A cada momento, quando não posso expressar a  minha indignação, repito baixinho, só pra mim, o título do adorável livro do Fernando Gabeira, que deu origem ao filme: o que é isso, companheiro?! Não uso o termo companheiro para indicar filiação partidária, ou por ter sido muito utilizada pelo ex-presidente da República, até porque não sou filiada a nenhum partido político. Mas utilizo a palavra pelo seu magnífico e amplo significado: aquele que participa do destino de outra pessoa, aquele que caminha lado a lado nem que seja por compartilhar o mesmo contexto histórico.

Há quem justifique esse "mal-estar do país" por meio da responsabilização de representantes da categoria política. É claro que os políticos têm sim uma grande parcela de culpa, sem dúvida. Ninguém fica incólume diante de tantos casos de corrupção e de operações suspeitas. Há membros de outras categorias também, como a dos juristas, que não têm apresentado um comportamento exemplar, digamos. Mas seria sensata e proveitosa essa disseminação de atitudes vingativas, que visam a mera desforra, essa brigalhada de pessoas ditas "maduras", antes amigas ou pelo menos aparentemente pacíficas? Não seria por demais infantil e tola essa postura de "Belém, Belém, nunca mais tô de bem?". Que frutos podem resultar de tal emaranhado de paixões, sensações, explosões temperamentais, frissons, emoções fáceis e à flor da pele?

Tenho muito medo dos seres que nascem desses ovos. Quem assistiu ao filme de Ingmar Bergman intitulado O ovo da serpente sabe bem do que estou falando. Para quem não teve a oportunidade de ver o filme, conto que a película, estrelada por Liv Ullmann e David Carradine, se passa na Berlim de 1923. Em um contexto de absoluta recessão econômica, os dois — que fazem papéis de cunhados no filme — sobrevivem a duras penas. Sem compreender a conjuntura e as forças políticas atuantes na Alemanha daquele período, vão trabalhar em uma clínica clandestina, que realiza experiências com seres humanos.

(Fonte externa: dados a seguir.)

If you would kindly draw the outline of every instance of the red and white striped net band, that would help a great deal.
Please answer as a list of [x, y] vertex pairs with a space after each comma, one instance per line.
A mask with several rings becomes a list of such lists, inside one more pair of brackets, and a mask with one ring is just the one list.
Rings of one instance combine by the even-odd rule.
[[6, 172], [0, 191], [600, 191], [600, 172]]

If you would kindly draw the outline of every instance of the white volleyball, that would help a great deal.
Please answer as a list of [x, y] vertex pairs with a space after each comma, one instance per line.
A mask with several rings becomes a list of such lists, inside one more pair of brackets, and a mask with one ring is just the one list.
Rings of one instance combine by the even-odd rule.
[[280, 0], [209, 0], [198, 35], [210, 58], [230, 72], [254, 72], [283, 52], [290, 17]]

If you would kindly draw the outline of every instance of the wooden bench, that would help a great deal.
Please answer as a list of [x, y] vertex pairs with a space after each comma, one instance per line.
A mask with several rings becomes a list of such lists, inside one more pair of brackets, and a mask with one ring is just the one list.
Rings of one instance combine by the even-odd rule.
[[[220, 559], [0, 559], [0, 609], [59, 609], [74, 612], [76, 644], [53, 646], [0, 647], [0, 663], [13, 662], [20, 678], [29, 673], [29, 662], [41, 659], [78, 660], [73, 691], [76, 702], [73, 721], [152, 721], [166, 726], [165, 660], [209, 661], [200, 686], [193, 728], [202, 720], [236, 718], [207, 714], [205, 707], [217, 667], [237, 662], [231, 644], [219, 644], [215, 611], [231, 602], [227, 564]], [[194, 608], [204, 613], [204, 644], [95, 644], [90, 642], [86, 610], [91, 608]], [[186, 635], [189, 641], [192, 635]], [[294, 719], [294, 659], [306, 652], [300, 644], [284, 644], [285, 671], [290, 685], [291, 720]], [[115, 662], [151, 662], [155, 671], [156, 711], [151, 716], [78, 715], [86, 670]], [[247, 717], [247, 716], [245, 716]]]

Como toda a obra de Bergman, é um filme profundo. Mestre em criar atmosferas claustrofóbicas e ao mesmo tempo verossímeis, o cineasta realiza, nesse filme, um trabalho marcante e esclarecedor. É dessas obras que, uma vez vistas, permanecem para sempre dentro de nós. Um filme inesquecível.

Estarei exagerando em minhas percepções? Pode até ser. Mas creio que todo cuidado é pouco, em épocas como essa. Há que vigiar e não deixar as tocas sombrias encobertas, deixando que a luz do sol, com seu poder curador, ilumine esse país magnífico. É preciso fertilizar sempre e mais o solo para que continuemos a colher orquídeas, margaridas, angélicas, girassóis. E camélias, as flores prediletas da princesa Isabel. Sobretudo, a mais bonita de todas, capaz de mudar o mundo, a incomparável esperança.